- Valor Econômico
É preciso que o governo decida logo se fará avançar as reformas ou se vai dar uma parada
Não há como negar o gosto amargo deixado pelas estatísticas recentes de atividade econômica. A produção industrial, depois de ir bem de agosto a outubro, quando subiu 2,4%, devolveu todo esse ganho em novembro e dezembro. No ano, fechou com queda de 1,1%. As vendas ampliadas do comércio, que incluem veículos e materiais de construção, também caíram em novembro e outubro, sempre nas séries livres de efeitos sazonais, voltando ao patamar de julho. No ano, aumentaram 3,9%. Por fim, também os serviços tiveram queda no último bimestre do ano, voltando ao nível de setembro e fechando 2019 com expansão de 1%.
O IBC-BR, índice do Banco Central que sintetiza a informação contida nesses indicadores, aponta alta de 0,5% no último trimestre do ano e de 0,9% no ano de 2019. Em 2018, quando o PIB teve alta de 1,3%, o IBC-BR também subiu 1,3%: se o padrão se repetir, o que não é garantido, o PIB em 2019 terá tido pior desempenho que no biênio 2017-18. Nesse ritmo, só em 2022 voltaremos ao PIB de 2014. Levar oito anos para completar a recuperação de uma recessão seria em si um fracasso.
Esses resultados reforçam as dúvidas que têm ocupado as mentes dos analistas: por que tem sido tão difícil para o Brasil se recuperar da recessão de 2014-16?
Nossas contas nacionais contam quatro histórias diferentes sobre isso. Uma, que o consumo do governo, que entre 1990 e 2014 respondeu em média por 14% da expansão do PIB, desde então parou de crescer, ficando, nos nove primeiros meses de 2019, 2,1% abaixo do patamar atingido cinco anos antes. Dada a situação fiscal do país, não é de se esperar uma mudança significativa nesse padrão nos próximos anos.
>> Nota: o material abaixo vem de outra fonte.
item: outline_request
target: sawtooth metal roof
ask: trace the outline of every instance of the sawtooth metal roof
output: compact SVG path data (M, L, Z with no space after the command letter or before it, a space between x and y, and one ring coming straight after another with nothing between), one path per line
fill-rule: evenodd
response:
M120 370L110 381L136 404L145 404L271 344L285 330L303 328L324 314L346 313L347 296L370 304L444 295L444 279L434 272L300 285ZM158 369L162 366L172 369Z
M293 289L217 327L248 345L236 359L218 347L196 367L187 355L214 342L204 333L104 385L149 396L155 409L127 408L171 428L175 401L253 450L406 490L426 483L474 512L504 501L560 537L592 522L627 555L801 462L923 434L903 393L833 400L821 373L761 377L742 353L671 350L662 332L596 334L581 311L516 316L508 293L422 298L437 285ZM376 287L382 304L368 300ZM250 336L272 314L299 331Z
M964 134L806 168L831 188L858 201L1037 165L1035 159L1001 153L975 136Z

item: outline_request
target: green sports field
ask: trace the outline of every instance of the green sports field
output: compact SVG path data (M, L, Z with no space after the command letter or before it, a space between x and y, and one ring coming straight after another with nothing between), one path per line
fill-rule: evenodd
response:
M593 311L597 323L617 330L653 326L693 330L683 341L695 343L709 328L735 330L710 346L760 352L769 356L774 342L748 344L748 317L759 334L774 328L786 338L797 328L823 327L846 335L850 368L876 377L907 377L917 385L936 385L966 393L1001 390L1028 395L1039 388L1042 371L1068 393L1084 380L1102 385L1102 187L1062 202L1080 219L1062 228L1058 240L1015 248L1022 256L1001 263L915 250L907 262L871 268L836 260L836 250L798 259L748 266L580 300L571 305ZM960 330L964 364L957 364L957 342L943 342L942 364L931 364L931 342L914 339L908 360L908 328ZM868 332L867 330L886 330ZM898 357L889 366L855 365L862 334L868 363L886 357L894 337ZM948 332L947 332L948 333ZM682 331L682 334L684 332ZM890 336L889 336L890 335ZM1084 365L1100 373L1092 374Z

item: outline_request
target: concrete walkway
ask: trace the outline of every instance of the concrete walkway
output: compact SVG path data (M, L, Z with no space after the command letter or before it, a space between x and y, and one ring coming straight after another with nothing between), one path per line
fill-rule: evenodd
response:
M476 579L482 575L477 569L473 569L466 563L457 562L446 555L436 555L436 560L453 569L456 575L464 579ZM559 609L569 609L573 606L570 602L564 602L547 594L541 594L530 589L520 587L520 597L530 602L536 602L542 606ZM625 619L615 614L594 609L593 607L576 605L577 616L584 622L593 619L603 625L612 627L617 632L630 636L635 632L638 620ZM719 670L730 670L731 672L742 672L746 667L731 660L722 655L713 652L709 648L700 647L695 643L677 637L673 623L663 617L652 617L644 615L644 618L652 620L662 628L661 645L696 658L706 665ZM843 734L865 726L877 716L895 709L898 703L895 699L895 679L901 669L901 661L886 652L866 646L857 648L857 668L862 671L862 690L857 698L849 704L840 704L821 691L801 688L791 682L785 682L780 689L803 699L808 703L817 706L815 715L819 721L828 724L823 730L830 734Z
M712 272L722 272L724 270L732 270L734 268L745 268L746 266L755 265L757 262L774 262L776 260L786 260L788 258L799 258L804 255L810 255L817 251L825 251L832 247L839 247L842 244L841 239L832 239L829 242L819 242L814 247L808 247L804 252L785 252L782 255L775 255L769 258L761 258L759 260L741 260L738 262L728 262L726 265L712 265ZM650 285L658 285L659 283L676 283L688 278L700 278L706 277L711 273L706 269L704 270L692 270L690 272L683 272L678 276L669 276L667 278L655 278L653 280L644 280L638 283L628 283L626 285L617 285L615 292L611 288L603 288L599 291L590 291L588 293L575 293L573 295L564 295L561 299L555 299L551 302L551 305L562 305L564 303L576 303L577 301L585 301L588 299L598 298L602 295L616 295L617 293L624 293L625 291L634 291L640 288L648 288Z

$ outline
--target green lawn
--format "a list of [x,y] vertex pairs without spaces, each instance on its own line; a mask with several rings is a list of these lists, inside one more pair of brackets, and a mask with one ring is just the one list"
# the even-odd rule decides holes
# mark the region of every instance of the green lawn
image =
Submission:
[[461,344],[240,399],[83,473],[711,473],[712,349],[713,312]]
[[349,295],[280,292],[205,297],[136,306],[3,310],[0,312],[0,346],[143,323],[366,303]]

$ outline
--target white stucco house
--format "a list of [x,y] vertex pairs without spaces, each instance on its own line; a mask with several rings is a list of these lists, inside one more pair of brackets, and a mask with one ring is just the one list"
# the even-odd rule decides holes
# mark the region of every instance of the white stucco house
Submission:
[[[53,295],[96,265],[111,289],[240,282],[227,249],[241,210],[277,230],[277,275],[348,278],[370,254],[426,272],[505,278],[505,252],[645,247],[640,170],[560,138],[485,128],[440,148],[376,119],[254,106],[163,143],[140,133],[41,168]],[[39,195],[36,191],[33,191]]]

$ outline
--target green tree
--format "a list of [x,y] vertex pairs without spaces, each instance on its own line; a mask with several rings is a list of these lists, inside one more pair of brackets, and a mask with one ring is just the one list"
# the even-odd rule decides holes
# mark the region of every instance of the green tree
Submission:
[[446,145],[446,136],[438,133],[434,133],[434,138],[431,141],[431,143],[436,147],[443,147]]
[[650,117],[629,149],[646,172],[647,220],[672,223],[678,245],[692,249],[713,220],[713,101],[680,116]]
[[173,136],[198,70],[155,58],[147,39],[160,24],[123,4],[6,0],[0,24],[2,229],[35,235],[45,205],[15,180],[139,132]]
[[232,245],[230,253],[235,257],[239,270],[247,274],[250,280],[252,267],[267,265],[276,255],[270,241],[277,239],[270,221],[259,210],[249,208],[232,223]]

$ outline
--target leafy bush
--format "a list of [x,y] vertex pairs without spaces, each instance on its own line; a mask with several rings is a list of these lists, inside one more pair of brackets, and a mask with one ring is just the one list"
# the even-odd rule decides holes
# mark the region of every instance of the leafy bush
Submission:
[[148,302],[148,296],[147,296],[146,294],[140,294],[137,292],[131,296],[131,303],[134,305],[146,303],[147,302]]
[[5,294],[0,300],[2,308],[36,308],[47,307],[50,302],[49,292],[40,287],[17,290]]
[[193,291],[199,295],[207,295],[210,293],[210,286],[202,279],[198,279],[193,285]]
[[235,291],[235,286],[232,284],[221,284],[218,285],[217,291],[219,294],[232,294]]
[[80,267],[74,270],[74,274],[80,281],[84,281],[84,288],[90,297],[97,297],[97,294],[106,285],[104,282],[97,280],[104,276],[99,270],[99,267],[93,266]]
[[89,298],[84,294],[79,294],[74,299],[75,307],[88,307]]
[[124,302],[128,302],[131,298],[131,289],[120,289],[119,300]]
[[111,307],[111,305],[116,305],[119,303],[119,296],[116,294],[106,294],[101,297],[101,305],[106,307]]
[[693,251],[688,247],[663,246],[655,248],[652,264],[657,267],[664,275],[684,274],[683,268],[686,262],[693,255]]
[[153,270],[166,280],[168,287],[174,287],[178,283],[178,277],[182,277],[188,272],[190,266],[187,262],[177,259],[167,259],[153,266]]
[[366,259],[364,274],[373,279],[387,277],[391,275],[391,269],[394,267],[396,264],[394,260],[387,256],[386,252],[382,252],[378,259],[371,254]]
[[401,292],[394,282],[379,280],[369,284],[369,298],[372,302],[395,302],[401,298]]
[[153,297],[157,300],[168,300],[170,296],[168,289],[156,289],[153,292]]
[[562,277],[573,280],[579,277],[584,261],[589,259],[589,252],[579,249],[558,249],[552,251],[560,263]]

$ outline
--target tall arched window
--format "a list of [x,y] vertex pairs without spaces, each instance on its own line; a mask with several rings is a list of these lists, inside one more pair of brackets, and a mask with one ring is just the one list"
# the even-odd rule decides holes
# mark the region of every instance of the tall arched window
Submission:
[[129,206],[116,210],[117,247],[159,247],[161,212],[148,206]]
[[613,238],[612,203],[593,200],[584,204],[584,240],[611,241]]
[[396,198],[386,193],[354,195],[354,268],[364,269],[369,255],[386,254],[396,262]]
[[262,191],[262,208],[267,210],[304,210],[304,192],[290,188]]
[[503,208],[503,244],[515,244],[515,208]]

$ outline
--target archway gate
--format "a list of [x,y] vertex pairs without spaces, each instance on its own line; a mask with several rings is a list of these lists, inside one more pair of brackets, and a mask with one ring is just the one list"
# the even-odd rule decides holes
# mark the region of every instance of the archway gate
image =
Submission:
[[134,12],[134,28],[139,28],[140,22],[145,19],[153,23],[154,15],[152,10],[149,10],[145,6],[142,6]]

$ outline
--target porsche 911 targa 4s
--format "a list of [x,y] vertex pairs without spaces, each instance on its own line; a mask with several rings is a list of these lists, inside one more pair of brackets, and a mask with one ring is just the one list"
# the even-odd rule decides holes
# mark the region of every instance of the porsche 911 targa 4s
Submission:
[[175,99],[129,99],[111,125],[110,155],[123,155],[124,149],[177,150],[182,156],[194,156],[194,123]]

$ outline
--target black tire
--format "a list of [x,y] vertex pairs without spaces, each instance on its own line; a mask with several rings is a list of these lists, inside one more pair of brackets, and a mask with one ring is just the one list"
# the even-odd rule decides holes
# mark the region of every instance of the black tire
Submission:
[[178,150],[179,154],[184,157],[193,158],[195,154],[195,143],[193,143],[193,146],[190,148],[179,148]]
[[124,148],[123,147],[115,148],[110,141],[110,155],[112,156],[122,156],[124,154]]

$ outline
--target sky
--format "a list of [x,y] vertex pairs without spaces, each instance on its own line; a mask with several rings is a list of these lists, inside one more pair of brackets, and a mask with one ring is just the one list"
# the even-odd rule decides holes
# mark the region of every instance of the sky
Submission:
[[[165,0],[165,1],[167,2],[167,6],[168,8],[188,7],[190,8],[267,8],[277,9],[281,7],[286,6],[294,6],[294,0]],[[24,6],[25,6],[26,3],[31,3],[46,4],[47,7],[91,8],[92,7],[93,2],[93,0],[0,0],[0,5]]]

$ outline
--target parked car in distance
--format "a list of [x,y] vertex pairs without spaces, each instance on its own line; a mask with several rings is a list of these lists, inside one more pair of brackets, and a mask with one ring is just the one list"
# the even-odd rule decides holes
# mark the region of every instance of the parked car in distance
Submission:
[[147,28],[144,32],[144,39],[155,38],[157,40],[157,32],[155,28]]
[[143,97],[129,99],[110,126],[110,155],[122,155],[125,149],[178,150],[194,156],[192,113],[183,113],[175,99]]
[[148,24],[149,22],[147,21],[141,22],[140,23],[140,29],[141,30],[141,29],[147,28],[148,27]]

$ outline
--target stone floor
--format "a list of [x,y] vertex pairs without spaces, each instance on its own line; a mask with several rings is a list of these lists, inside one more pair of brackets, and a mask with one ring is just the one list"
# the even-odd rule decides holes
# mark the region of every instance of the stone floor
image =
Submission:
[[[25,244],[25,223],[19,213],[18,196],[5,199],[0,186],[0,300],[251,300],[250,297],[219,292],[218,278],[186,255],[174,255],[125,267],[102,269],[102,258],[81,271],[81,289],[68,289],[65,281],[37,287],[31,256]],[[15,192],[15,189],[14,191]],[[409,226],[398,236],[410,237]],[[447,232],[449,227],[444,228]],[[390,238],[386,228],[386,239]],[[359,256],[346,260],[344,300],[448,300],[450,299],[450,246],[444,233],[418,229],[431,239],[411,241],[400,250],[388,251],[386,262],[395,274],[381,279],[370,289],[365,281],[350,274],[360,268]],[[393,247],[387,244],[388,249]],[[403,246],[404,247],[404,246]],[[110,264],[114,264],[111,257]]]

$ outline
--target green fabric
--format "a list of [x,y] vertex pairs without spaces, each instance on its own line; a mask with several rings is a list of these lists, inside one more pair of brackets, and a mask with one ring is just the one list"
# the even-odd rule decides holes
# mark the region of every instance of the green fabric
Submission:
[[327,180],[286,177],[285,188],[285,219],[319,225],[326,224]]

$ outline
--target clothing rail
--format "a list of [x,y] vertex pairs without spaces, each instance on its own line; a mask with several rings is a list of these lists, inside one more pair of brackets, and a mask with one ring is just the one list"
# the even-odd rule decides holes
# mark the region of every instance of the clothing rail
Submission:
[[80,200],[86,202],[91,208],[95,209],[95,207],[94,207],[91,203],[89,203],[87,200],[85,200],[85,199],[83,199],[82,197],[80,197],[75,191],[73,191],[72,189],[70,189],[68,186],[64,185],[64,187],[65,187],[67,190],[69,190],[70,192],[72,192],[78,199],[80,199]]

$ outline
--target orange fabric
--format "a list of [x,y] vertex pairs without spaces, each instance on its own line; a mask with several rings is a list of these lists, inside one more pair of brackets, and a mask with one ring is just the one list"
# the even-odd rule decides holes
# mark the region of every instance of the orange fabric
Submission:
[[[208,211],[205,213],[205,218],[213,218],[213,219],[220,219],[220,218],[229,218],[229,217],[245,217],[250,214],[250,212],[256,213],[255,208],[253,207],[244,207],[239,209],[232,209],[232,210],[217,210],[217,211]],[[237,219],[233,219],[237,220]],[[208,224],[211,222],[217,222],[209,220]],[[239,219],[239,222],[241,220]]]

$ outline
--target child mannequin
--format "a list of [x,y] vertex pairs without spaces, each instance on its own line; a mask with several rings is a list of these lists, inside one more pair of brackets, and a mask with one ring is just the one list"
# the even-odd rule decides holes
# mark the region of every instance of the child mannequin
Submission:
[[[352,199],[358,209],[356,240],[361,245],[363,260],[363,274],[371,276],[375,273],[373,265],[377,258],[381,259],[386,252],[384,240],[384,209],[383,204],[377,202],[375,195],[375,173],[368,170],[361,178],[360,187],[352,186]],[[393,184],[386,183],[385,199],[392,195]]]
O consumo das famílias conta uma história parecida: responsável por pouco mais de dois terços do crescimento do PIB no período pré-recessão, ele ainda amarga queda acumulada de 1,3% na comparação entre os três primeiros trimestres de 2014 e igual período em 2019. Mas as perspectivas são mais otimistas neste caso. As projeções apontam para uma expansão do emprego nos próximos anos e há a perspectiva de que, com juros mais baixos, as famílias continuem a se endividar para consumir. Naturalmente, é um comportamento que alguma hora precisará perder gás, mas que pode ser fundamental a curto prazo.
A terceira história é a das exportações líquidas. Na comparação dos primeiros nove meses de 2014 com igual período de 2019, vê-se que elas adicionaram cerca de 3 pontos percentuais ao PIB. Porém, toda essa contribuição se deu no biênio 2015-16; desde então, as exportações líquidas têm subtraído do crescimento. É difícil entender porque, considerando que a economia brasileira trabalha abaixo do seu potencial e a taxa de câmbio no último biênio ficou 7,4% mais desvalorizada do que na média dos últimos 20 anos.
O fracasso em expandir as exportações reflete nossa baixa competitividade e a escassa inserção nas cadeias globais de valor. Somando a isso o baixo crescimento na América Latina e a semi-estagnação do comércio internacional, vê-se que também não será por aí que vamos acelerar o crescimento.
Resta, assim, a expectativa de uma recuperação mais robusta do investimento. Este ainda estava, no terceiro trimestre de 2019, 25% abaixo do pico atingido no início de 2013. E a única indicação de avanço no último trimestre do ano passado foi nas vendas de materiais de construção, que subiram 2,4% em relação ao trimestre anterior. A produção de bens de capital caiu 5,4%, enquanto as importações despencaram 28,9%, mais do que compensando a queda de 13,6% nas exportações.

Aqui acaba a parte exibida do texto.